VTRAC Automotive Group geht neue Wege im Fahrzeug-Export/Import

(lifePR) (Bremerhaven, ) Regale Dan Dixon und Volkhard Jürgens von VTRAC mit einer Horrorstory beim Export von Autos, die noch nicht einmal zu den schlimmsten gehört. Dixon, Chief Operating Officer der Firma VTRAC Automotive in Kalifornien, hat im Laufe seiner Karriere als internationaler Automobilgroßhändler schon viele solcher Geschichten gehört. Die Verbesserung des Exportverlaufs verlangt Fachwissen, Kompetenz und die Verpflichtung zur Transparenz, auf die Dixon und Jürgens, der geschäftsführende Partner, viel Wert legen. Auch die Mitarbeiter von VTRAC können diese Eigenschaften vorweisen. Im Folgenden erklären Dixon und Jürgens wie VTRAC einen Nischenmarkt bedient und in der weltweiten Automobilindustrie Ergebnisse verbessert.

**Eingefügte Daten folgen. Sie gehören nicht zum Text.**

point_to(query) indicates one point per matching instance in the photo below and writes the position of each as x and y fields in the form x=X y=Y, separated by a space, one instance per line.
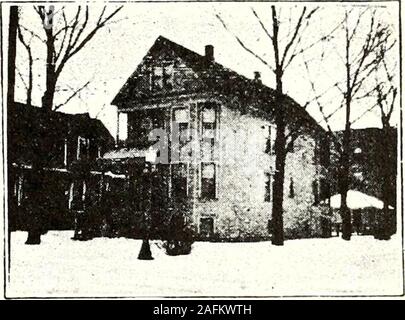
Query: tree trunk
x=280 y=150
x=384 y=227
x=345 y=158
x=51 y=75
x=278 y=186
x=12 y=51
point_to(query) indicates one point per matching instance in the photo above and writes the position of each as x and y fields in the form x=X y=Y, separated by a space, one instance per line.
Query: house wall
x=240 y=210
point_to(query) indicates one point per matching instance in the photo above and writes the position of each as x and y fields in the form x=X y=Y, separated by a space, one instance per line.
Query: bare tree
x=66 y=42
x=282 y=58
x=12 y=50
x=359 y=65
x=27 y=46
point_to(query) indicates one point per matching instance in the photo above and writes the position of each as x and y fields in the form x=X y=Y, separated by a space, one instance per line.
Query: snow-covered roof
x=357 y=200
x=150 y=154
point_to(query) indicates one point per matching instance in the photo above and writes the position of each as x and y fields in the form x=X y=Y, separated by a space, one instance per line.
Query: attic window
x=161 y=77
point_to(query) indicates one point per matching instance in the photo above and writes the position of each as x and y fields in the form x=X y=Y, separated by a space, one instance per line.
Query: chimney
x=257 y=76
x=209 y=52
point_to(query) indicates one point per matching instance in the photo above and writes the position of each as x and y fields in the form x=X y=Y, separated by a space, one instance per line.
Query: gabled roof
x=32 y=120
x=215 y=78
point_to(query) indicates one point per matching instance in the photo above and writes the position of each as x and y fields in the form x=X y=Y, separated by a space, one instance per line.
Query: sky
x=116 y=50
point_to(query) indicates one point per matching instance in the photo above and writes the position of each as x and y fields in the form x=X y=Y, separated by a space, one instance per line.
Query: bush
x=180 y=237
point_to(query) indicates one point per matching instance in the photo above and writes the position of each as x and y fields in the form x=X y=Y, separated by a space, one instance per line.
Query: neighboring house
x=65 y=140
x=367 y=164
x=212 y=132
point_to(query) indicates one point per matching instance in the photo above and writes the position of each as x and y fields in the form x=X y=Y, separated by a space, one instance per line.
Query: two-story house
x=65 y=140
x=212 y=133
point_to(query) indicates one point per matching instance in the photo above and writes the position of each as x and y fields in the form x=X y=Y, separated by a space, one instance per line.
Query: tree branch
x=72 y=96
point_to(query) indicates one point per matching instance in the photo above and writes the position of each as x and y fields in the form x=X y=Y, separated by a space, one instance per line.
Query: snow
x=102 y=267
x=357 y=200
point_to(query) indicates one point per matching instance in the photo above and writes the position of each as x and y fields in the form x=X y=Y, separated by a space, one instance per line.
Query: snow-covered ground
x=109 y=267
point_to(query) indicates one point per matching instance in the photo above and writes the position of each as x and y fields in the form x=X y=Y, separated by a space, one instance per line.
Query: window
x=65 y=150
x=206 y=227
x=208 y=181
x=77 y=195
x=179 y=181
x=268 y=186
x=161 y=77
x=18 y=189
x=208 y=132
x=82 y=148
x=181 y=135
x=324 y=189
x=270 y=139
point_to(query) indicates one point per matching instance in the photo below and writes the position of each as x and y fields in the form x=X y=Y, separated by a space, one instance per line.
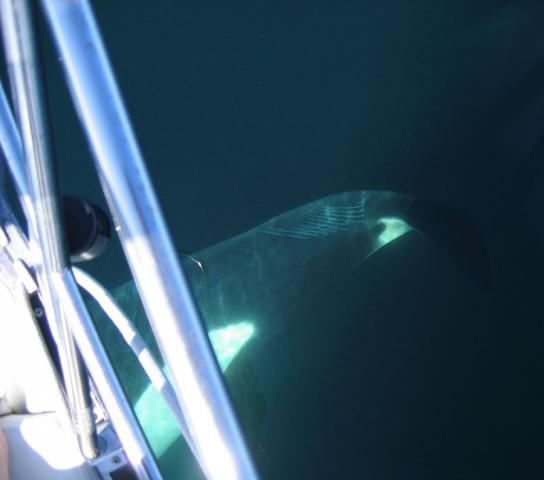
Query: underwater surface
x=401 y=366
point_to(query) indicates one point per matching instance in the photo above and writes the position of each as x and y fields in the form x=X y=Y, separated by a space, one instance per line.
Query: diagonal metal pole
x=184 y=345
x=62 y=298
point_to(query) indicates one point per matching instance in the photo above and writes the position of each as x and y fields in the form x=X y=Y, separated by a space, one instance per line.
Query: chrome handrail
x=61 y=296
x=165 y=294
x=174 y=318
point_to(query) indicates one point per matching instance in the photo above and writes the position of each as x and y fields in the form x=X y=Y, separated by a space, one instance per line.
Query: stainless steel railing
x=175 y=321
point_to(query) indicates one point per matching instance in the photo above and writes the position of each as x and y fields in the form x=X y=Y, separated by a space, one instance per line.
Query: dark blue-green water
x=404 y=369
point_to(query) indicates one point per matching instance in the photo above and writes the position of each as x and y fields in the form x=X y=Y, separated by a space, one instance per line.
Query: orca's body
x=253 y=285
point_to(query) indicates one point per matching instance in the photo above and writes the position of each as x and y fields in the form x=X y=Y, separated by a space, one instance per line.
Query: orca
x=253 y=285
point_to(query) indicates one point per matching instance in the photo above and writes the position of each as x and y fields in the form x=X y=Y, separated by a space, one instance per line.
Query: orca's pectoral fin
x=457 y=233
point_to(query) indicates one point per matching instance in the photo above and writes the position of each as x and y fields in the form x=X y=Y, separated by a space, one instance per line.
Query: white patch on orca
x=393 y=228
x=229 y=340
x=152 y=410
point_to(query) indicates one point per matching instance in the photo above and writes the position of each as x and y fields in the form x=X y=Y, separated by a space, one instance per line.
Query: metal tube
x=175 y=321
x=62 y=297
x=23 y=70
x=10 y=143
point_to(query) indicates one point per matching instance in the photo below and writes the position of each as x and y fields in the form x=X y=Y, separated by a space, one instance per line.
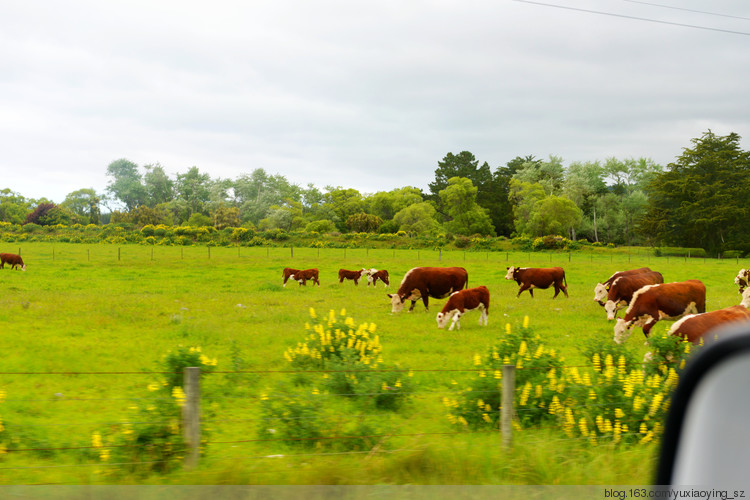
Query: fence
x=193 y=423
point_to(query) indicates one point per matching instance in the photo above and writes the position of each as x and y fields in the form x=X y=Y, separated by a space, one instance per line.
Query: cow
x=694 y=326
x=601 y=289
x=538 y=277
x=289 y=273
x=373 y=275
x=662 y=301
x=462 y=301
x=426 y=282
x=15 y=261
x=351 y=275
x=742 y=279
x=304 y=275
x=622 y=289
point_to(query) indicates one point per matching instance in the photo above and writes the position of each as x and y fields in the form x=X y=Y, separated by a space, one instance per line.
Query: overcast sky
x=363 y=95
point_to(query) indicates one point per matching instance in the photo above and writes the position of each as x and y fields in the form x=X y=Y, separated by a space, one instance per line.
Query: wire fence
x=237 y=428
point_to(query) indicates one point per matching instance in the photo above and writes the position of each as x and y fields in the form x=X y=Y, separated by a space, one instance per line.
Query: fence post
x=506 y=408
x=191 y=420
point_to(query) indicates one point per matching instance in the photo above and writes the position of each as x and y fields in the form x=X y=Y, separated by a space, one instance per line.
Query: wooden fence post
x=506 y=408
x=191 y=420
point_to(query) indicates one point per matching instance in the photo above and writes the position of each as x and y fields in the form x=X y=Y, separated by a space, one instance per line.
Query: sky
x=363 y=95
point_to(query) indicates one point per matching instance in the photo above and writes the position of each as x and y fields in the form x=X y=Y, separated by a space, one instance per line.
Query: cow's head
x=611 y=307
x=443 y=319
x=622 y=331
x=397 y=302
x=600 y=293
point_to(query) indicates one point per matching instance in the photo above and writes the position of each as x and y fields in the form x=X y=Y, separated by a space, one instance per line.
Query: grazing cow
x=426 y=282
x=14 y=260
x=662 y=301
x=538 y=277
x=694 y=326
x=622 y=289
x=304 y=275
x=462 y=301
x=373 y=275
x=289 y=273
x=351 y=275
x=742 y=279
x=601 y=289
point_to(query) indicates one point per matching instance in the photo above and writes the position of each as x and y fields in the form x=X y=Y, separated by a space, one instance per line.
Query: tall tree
x=195 y=189
x=700 y=201
x=126 y=184
x=84 y=203
x=159 y=187
x=466 y=216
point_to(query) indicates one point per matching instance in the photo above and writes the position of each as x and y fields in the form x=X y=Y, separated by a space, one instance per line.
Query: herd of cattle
x=641 y=292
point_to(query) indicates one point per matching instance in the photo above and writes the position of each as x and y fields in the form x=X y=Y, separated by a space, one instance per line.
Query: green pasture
x=85 y=328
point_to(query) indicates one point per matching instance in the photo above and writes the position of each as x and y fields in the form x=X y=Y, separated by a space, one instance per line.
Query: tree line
x=696 y=201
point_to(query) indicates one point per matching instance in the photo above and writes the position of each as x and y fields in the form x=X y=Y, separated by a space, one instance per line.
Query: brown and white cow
x=351 y=275
x=662 y=301
x=529 y=278
x=373 y=275
x=601 y=289
x=742 y=279
x=462 y=301
x=305 y=275
x=694 y=326
x=14 y=260
x=622 y=289
x=287 y=273
x=426 y=282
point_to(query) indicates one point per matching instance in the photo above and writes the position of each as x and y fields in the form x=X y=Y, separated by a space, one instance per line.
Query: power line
x=612 y=14
x=688 y=10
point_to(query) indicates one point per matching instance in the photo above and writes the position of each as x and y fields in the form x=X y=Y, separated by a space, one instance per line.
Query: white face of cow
x=622 y=332
x=443 y=319
x=600 y=293
x=611 y=308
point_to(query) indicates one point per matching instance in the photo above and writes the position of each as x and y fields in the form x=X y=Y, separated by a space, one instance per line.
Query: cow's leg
x=648 y=325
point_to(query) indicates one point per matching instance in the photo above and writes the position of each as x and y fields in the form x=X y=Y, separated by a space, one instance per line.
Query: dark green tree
x=701 y=199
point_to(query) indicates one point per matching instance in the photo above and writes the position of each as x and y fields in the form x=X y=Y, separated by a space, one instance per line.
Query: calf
x=351 y=275
x=622 y=289
x=538 y=277
x=289 y=273
x=373 y=275
x=662 y=301
x=462 y=301
x=601 y=289
x=694 y=326
x=14 y=260
x=306 y=274
x=742 y=279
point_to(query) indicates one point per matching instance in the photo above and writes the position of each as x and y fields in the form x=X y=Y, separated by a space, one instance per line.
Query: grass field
x=90 y=309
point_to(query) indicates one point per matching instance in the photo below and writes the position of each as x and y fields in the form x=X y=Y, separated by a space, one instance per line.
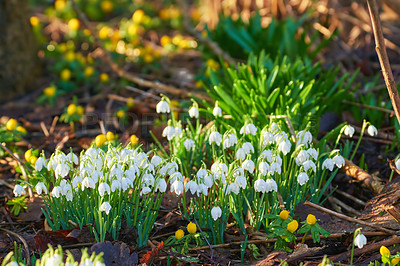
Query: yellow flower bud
x=191 y=227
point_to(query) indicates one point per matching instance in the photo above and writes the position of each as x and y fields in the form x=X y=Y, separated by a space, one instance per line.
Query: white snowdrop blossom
x=372 y=131
x=328 y=164
x=18 y=190
x=339 y=161
x=216 y=213
x=216 y=137
x=163 y=107
x=348 y=131
x=302 y=178
x=189 y=144
x=194 y=112
x=360 y=240
x=105 y=207
x=169 y=132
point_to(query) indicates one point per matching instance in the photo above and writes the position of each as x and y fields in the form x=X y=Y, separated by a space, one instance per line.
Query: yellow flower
x=11 y=124
x=71 y=109
x=292 y=226
x=134 y=140
x=50 y=91
x=179 y=234
x=191 y=228
x=110 y=136
x=284 y=214
x=74 y=24
x=34 y=21
x=311 y=220
x=28 y=155
x=384 y=251
x=65 y=74
x=100 y=140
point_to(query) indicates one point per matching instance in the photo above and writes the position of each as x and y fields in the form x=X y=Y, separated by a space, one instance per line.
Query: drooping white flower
x=248 y=165
x=348 y=131
x=163 y=107
x=328 y=164
x=216 y=137
x=216 y=213
x=104 y=188
x=372 y=131
x=40 y=187
x=302 y=178
x=18 y=190
x=194 y=112
x=360 y=240
x=339 y=161
x=169 y=132
x=189 y=144
x=105 y=207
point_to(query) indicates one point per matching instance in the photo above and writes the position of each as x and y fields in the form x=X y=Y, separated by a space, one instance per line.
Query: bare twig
x=383 y=58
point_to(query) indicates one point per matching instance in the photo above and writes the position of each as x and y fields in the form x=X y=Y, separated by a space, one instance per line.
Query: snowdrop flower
x=18 y=190
x=348 y=131
x=240 y=154
x=216 y=137
x=189 y=144
x=163 y=107
x=339 y=161
x=40 y=187
x=328 y=164
x=40 y=163
x=270 y=185
x=249 y=129
x=260 y=185
x=263 y=167
x=216 y=213
x=105 y=207
x=194 y=112
x=248 y=165
x=302 y=178
x=169 y=132
x=103 y=188
x=372 y=131
x=360 y=240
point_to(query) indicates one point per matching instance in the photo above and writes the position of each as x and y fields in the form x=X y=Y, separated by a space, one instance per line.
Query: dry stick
x=28 y=256
x=345 y=217
x=383 y=58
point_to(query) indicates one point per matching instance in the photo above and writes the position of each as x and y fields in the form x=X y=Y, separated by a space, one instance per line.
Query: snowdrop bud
x=215 y=137
x=189 y=144
x=216 y=213
x=163 y=107
x=339 y=161
x=105 y=207
x=103 y=188
x=40 y=187
x=169 y=132
x=194 y=112
x=372 y=131
x=302 y=178
x=18 y=190
x=348 y=130
x=328 y=164
x=360 y=240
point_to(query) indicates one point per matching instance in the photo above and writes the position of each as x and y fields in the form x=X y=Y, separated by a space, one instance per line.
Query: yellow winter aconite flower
x=179 y=234
x=311 y=220
x=292 y=226
x=11 y=124
x=71 y=109
x=134 y=140
x=192 y=228
x=284 y=214
x=100 y=140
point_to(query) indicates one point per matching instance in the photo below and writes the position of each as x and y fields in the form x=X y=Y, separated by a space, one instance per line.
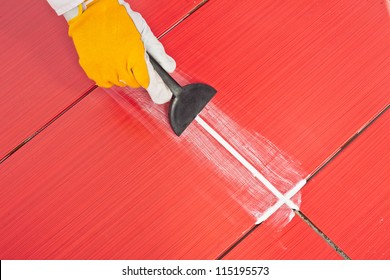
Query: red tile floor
x=289 y=161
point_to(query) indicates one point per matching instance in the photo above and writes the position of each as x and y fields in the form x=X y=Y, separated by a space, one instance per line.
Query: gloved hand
x=111 y=41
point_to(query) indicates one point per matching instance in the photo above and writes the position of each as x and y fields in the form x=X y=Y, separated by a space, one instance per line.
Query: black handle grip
x=168 y=80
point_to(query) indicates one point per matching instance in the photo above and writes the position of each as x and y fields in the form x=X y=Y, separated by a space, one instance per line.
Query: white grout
x=283 y=199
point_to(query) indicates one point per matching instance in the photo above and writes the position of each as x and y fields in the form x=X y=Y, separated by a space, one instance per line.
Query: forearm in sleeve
x=63 y=6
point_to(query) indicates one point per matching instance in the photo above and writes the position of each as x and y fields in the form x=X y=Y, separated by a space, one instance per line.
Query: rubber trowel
x=188 y=101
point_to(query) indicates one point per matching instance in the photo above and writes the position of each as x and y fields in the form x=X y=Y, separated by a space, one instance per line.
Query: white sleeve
x=62 y=6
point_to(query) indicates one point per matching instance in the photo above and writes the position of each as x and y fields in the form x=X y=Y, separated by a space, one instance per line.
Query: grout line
x=322 y=234
x=28 y=139
x=235 y=244
x=347 y=143
x=193 y=10
x=282 y=199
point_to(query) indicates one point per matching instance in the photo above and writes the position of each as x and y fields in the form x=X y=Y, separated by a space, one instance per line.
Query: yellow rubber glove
x=111 y=41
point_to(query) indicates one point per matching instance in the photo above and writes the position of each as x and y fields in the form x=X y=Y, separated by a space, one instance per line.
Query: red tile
x=279 y=238
x=349 y=199
x=304 y=75
x=110 y=180
x=162 y=14
x=40 y=72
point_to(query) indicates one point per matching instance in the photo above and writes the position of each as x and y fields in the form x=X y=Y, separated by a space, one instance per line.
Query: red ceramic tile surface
x=278 y=239
x=110 y=180
x=349 y=200
x=40 y=75
x=162 y=14
x=304 y=74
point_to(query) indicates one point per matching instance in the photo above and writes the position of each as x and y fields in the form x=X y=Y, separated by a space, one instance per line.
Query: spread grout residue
x=252 y=194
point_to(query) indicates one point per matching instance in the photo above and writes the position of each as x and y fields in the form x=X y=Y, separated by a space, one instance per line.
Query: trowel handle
x=168 y=80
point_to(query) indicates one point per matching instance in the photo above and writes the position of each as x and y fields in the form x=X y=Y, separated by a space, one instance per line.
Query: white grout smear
x=251 y=194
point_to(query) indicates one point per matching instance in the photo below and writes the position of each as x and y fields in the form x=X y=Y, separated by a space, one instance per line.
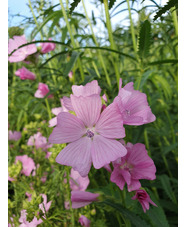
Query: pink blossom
x=133 y=106
x=56 y=111
x=42 y=91
x=24 y=74
x=84 y=221
x=47 y=47
x=22 y=53
x=25 y=223
x=144 y=199
x=82 y=198
x=39 y=141
x=134 y=166
x=77 y=182
x=29 y=196
x=14 y=135
x=91 y=134
x=44 y=206
x=27 y=163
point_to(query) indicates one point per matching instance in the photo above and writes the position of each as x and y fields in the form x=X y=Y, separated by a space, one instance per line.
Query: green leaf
x=136 y=220
x=74 y=4
x=144 y=39
x=54 y=14
x=165 y=8
x=71 y=63
x=167 y=187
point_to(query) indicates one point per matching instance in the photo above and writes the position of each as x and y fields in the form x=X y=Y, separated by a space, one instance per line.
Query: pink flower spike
x=82 y=198
x=77 y=182
x=91 y=135
x=44 y=206
x=14 y=135
x=22 y=53
x=24 y=74
x=47 y=47
x=144 y=199
x=133 y=106
x=134 y=166
x=27 y=163
x=42 y=91
x=84 y=221
x=89 y=89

In welchem Bereich ist VTRAC genau tätig?

Dan Dixon: VTRAC ist ein marktführendes Unternehmen, das in den USA als Automobilhändler mit Rundum-Service und Prüfgesellschaft tätig ist. Wir sind Mitglied der North American Automobile Trade Association und arbeiten mit anderen unabhängigen Automobilhändlern zusammen, mit dem Ziel, Autos aus Nordamerika zu exportieren. Seit über acht Jahren arbeiten wir nun mit diesem Servicespektrum, wobei unsere Schwestergesellschaften bereits seit über 30 Jahren bestehen.

Meine Partner und ich können gemeinsam über 100 Jahre Erfahrung in der Automobilindustrie vorweisen und beschäftigen Angestellte in Kalifornien, Irland und Deutschland.

Volkhard Jürgens: VTRAC ermöglicht die Abwicklung von Automotive-Geschäften, ganz gleich ob das Fahrzeug für kommerzielle oder private Zwecke genutzt wird. Nehmen wir an, der Kunde möchte das Produkt als kommerzielles Hebekranfahrzeug nutzen. Wir übernehmen in diesem Fall die Umrüstung des Fahrzeugs, setzen die Vorgaben des Kunden bis ins kleinste Detail um und kümmern uns um die Zulassungsvoraussetzungen. Das Ganze nennt sich auch "Vorbereitung des Fahrzeugs zur Erfüllung der gesetzlichen Bestimmungen". Wir übernehmen auch kundenspezifische Anpassungsarbeiten an Fahrzeugen. Wir nehmen zum Beispiel einen Ford F150 Pickup Truck und gestalten das gesamte Fahrzeugdesign um, sodass das Auto als Sport Truck eingesetzt werden kann. Egal welchen Aufgaben wir uns stellen, unser Ziel ist es, dem Kunden ein einzigartiges Fahrgefühl zu vermitteln, das ihm kein anderer bieten kann.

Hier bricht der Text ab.